Moody‘s, which rates South African debt on its lowest investment grade rung, placed the country on review for a downgrade.
“It’s not going to be easy to restore our investment credit rating but we are going to continue doing our best to maintain, at least from the point of view of Moody‘s, an investment grade and to ensure that the other ratings agencies do not revise us downwards,” Gigaba told Reuters outside parliament in Cape Town.
“We need to sustain the level at which we are for now, but over the medium term, we are going to work very hard to restore our investment grade.”
Moody’s is expected to make a decision after the Treasury presents its 2018 budget to parliament on Wednesday.
Market focus was on whether Ramaphosa would reshuffle the cabinet before budget day and replace Gigaba.
Ramaphosa was due to give more details about how he plans to tackle graft and revitalise economic growth on Friday in his first state of the nation address.
“Ramaphosa should quickly announce a cabinet shuffle that jettisons all remnants of the Zuma years,” BBH analysts wrote in a note adding, “The most important one that should be replaced is Finance Minister Gigaba.”
Asked if he would remain in his post under Ramaphosa, Gigaba said he served at the pleasure of the president who had the prerogative to both “appoint and disappoint” ministers.
Some economists and political analysts questioned the credentials of Gigaba when he was named to head Treasury in March last year, replacing Pravin Gordhan who had built a strong reputation for fiscal prudence.
Gigaba’s unexpected appointment made him the fourth minister to lead the Treasury in just under two years as South Africa grappled with low growth and high unemployment.
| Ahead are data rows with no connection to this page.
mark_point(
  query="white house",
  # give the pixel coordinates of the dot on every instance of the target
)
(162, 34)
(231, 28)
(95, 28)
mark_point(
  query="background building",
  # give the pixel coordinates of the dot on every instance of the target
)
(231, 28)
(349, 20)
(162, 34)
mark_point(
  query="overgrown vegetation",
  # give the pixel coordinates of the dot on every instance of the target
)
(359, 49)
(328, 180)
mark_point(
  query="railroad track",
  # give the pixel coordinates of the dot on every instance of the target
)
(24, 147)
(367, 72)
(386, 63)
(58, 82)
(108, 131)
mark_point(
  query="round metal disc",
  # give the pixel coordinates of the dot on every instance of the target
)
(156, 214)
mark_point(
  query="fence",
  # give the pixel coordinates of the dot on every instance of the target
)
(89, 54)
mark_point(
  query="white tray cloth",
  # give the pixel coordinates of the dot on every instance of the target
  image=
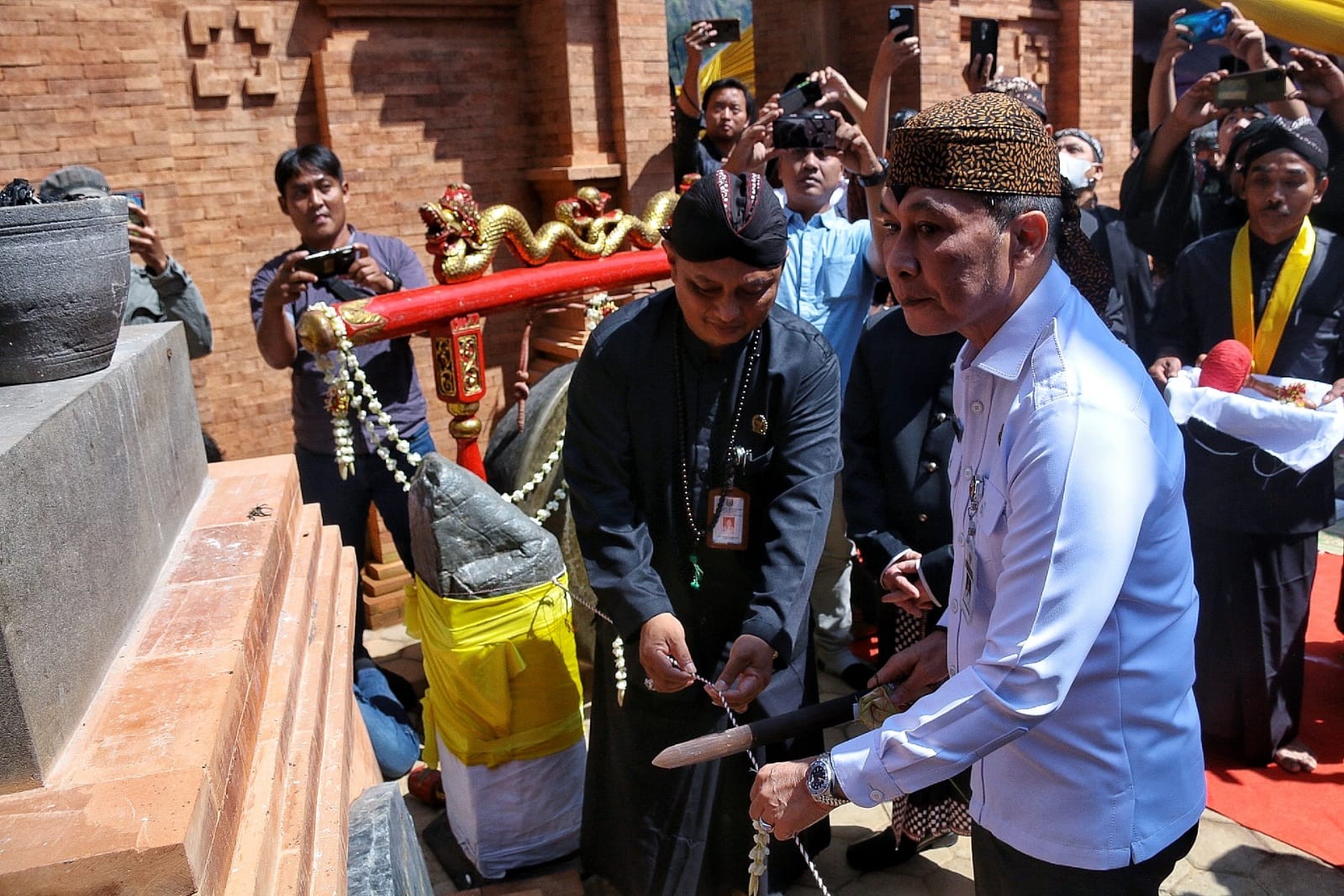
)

Though he lacked an economics background, he was no policymaking novice, having been public enterprises minister under Zuma from 2009-2014.
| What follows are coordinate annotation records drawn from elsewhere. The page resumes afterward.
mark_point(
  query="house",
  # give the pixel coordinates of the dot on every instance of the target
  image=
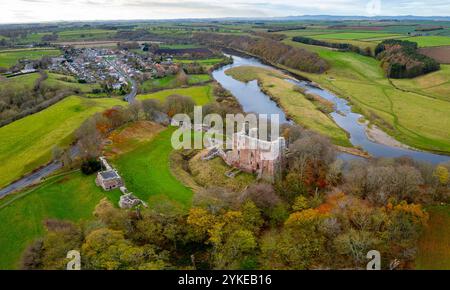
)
(253, 155)
(108, 178)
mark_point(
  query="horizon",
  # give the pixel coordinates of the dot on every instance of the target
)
(51, 11)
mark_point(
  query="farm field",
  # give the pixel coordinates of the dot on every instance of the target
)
(212, 174)
(88, 34)
(9, 58)
(440, 53)
(70, 197)
(300, 109)
(69, 82)
(433, 247)
(200, 94)
(206, 63)
(20, 83)
(355, 35)
(195, 79)
(27, 143)
(362, 81)
(166, 82)
(146, 171)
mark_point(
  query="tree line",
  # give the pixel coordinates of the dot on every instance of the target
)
(340, 46)
(267, 49)
(401, 59)
(323, 214)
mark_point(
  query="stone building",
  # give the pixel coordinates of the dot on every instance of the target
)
(253, 155)
(108, 178)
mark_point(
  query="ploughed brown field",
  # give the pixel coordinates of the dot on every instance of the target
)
(440, 53)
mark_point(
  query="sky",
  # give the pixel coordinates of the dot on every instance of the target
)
(19, 11)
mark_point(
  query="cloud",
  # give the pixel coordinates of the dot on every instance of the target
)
(51, 10)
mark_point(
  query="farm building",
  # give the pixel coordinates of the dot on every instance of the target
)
(108, 178)
(253, 155)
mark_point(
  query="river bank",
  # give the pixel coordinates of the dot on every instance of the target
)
(379, 144)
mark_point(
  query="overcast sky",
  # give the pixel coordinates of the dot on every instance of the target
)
(51, 10)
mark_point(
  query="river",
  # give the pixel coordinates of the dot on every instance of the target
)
(254, 100)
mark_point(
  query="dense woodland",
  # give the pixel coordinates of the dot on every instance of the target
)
(340, 46)
(267, 49)
(401, 59)
(323, 214)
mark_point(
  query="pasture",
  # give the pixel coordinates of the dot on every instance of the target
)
(58, 80)
(355, 35)
(200, 94)
(430, 41)
(9, 58)
(439, 53)
(434, 245)
(70, 197)
(27, 143)
(414, 118)
(294, 103)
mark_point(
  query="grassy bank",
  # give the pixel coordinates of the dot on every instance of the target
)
(71, 197)
(294, 103)
(434, 247)
(146, 171)
(27, 143)
(412, 117)
(200, 94)
(9, 58)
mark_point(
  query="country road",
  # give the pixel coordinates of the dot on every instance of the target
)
(31, 179)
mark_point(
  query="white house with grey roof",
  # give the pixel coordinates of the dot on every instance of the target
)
(108, 178)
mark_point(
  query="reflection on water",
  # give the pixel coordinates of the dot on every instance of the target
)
(254, 100)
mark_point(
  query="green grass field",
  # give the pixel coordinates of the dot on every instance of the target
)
(200, 94)
(413, 118)
(85, 34)
(71, 197)
(146, 171)
(178, 46)
(427, 41)
(435, 85)
(295, 104)
(55, 80)
(434, 246)
(27, 143)
(206, 63)
(9, 58)
(166, 82)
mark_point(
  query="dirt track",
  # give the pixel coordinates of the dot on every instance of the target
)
(441, 53)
He also served as home affairs minister before moving to the finance ministry.
In October, Gigaba announced dire budget forecasts that included weak growth expectations, revenue shortfall and rising government debt, shocking financial markets.
The dismal economic outlook led to the downgrade of South African debt to “junk”.
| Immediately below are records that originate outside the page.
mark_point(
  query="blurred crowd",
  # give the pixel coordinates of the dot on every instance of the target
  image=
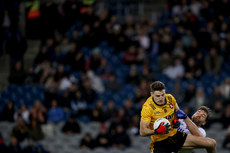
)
(87, 53)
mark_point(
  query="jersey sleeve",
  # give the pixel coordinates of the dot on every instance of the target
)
(202, 131)
(146, 113)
“Expect huge scrutiny of the new cabinet, likely to be appointed over the weekend, as President Ramaphosa treads the line between party unity and his promise to fight corruption,” Rand Merchant Bank analyst John Cairns said.
“Speculation is rife over who will read the budget on Wednesday, although we will be more focused on the content than the persona.”
Analysts said other ministers who could be removed in a cabinet reshuffle include Mines Minister Mosebenzi Zwane amid policy uncertainty in the key mining industry. It has been waging a court battle with the minister over an increase in black ownership targets.
Ramaphosa has promised to end an impasse over the Mining Charter, introduced as part of a wider drive designed to rectify the lingering disparities of apartheid.
“Zuma’s exit may be followed by a cabinet reshuffle, greater efforts for fiscal consolidation and further governance changes at state-owned enterprises,” UBS analysts said.
“This should lower the probability of a rating downgrade by Moody’s in March, although the risks remain considerable.”